How to make this list function faster?

def removeDuplicatesFromList(seq): # Not order preserving keys = {} for e in seq: keys[e] = 1 return keys.keys() def countWordDistances(li): ''' If li = ['that','sank','into','the','ocean'] This function would return: { that:1, sank:2, into:3, the:4, ocean:5 } However, if there is a duplicate term, take the average of their positions ''' wordmap = {} unique_words = removeDuplicatesFromList(li) for w in unique_words: distances = [i+1 for i,x in enumerate(li) if x == w] wordmap[w] = float(sum(distances)) / float(len(distances)) #take average return wordmap 

How to make this function faster?

+7
source share
8 answers
 import collections def countWordDistances(li): wordmap = collections.defaultdict(list) for i, w in enumerate(li, 1): wordmap[w].append(i) for k, v in wordmap.iteritems(): wordmap[k] = sum(v)/float(len(v)) return wordmap 

This makes only one pass through the list and minimizes operations.

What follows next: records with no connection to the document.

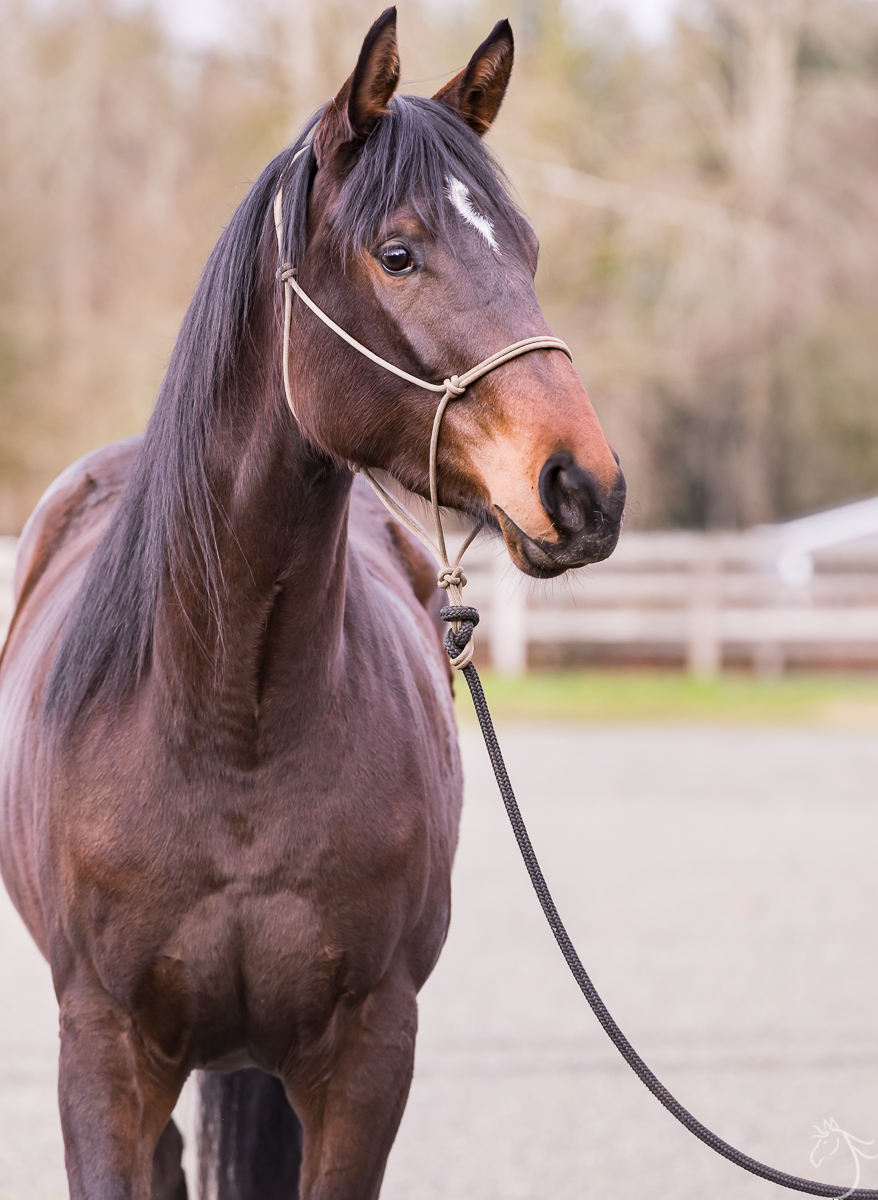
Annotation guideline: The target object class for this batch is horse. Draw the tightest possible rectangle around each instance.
[0,8,625,1200]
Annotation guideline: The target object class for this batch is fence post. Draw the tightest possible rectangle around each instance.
[686,534,722,679]
[491,556,528,676]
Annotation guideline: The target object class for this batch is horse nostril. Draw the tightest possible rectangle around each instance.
[540,450,596,535]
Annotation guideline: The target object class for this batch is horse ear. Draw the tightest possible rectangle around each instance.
[314,8,399,167]
[433,20,515,137]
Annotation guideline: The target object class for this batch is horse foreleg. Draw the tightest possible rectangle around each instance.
[284,979,417,1200]
[58,986,184,1200]
[150,1120,188,1200]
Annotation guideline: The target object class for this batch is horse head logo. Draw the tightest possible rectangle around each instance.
[811,1117,878,1200]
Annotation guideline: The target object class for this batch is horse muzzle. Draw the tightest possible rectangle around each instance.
[494,451,627,578]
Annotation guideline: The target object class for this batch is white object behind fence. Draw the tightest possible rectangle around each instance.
[0,498,878,676]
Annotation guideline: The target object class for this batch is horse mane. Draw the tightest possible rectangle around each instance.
[44,96,517,727]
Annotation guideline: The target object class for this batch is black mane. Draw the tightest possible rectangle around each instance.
[46,96,516,726]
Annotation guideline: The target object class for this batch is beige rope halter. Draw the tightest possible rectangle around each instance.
[275,180,573,671]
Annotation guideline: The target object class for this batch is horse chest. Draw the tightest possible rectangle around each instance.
[48,744,456,1057]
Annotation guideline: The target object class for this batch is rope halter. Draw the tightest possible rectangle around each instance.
[275,180,573,671]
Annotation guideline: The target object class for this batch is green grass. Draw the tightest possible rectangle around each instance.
[456,671,878,728]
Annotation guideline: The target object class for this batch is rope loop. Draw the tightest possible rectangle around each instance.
[437,564,467,588]
[439,604,479,671]
[443,376,467,400]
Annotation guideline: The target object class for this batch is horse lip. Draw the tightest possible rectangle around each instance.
[494,504,621,580]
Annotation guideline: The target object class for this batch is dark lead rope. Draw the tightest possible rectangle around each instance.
[439,605,878,1200]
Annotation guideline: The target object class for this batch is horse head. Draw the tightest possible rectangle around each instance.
[280,8,625,577]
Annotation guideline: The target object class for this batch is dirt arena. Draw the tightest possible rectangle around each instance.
[0,725,878,1200]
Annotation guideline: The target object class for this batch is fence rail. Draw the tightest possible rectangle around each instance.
[453,527,878,676]
[0,522,878,676]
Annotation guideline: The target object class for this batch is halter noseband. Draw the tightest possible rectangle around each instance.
[275,180,573,671]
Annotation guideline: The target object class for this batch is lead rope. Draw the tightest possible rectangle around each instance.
[275,182,878,1200]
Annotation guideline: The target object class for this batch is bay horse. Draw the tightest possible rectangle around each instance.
[0,8,625,1200]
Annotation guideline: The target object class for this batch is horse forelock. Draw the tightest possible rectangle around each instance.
[319,96,521,254]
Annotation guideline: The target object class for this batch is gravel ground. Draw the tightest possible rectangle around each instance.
[0,726,878,1200]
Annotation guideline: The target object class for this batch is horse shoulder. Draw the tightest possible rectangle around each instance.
[13,437,142,608]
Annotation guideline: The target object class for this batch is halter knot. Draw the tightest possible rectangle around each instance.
[437,565,467,588]
[439,604,479,671]
[443,376,467,400]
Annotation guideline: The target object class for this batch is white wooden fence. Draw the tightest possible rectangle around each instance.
[0,498,878,676]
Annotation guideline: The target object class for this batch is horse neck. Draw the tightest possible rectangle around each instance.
[154,328,351,764]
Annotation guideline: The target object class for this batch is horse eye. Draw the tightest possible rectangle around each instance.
[380,245,415,275]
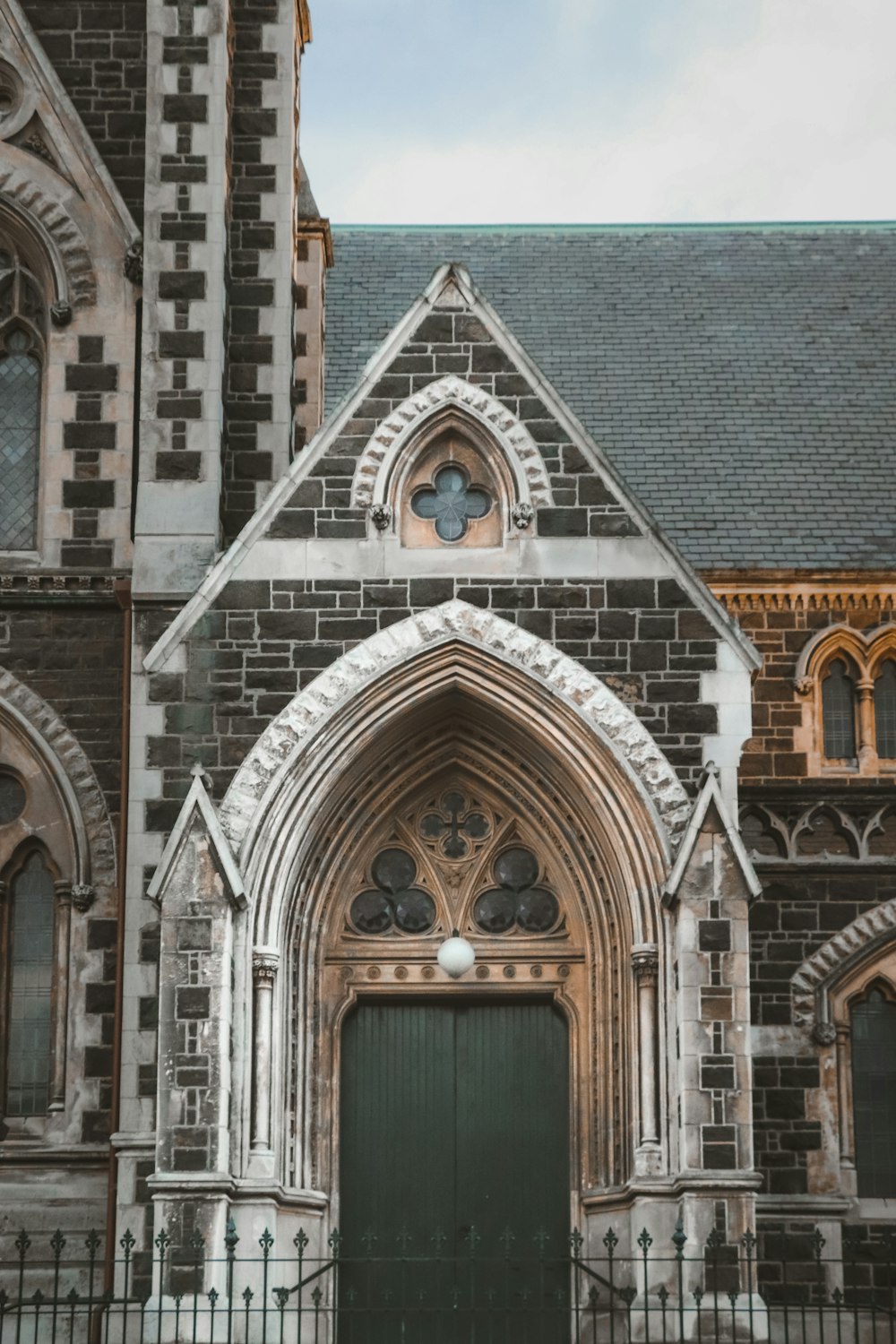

I dated it to a list of words with 1.1M elements, 29k unique words, and it was almost twice as fast as Patrick's answer. In a list of 10 thousand words, 2k unique, it was more than 300 times faster than the OP code.

To make Python code faster, you need to keep two rules in mind: use the best algorithm and avoid Python.

At the front of the algorithm, renaming the list once instead of N + 1 times (N = number of unique words) is the main thing that will speed it up.

On the “avoid Python” front, I mean: you want your code to run in C as much as possible. Therefore, using defaultdict better than dict, where you explicitly check for a key. defaultdict checks this, but does it in C, in a Python implementation. enumerate better than for i in range(len(li)) , again because there are fewer Python steps. And enumerate(li, 1) makes the origin at 1 instead of having python +1 somewhere in the loop.

Edited: Third Rule: Use PyPy. My code runs twice as fast on PyPy than 2.7.

+15
source

Based on @Ned Batchelder's solution, but without creating dummy lists:

 import collections def countWordDistances(li): wordmap = collections.defaultdict(lambda:[0.0, 0.0]) for i, w in enumerate(li, 1): wordmap[w][0] += i wordmap[w][1] += 1.0 for k, (t, n) in wordmap.iteritems(): wordmap[k] = t / n return wordmap 
+5
source

I'm not sure if this will be faster than using a set, but this only requires one pass through the list:

 def countWordDistances(li): wordmap = {} for i in range(len(li)): if li[i] in wordmap: avg, num = wordmap[li[i]] new_avg = avg*(num/(num+1.0)) + (1.0/(num+1.0))*i wordmap[li[i]] = new_avg, num+1 else: wordmap[li[i]] = (i, 1) return wordmap 

Returns a modified version of wordmap, with the values ​​associated with each key being a tuple of middle position and number of occurrences. Obviously, you can easily convert this to the form of the original output, but it will take some time.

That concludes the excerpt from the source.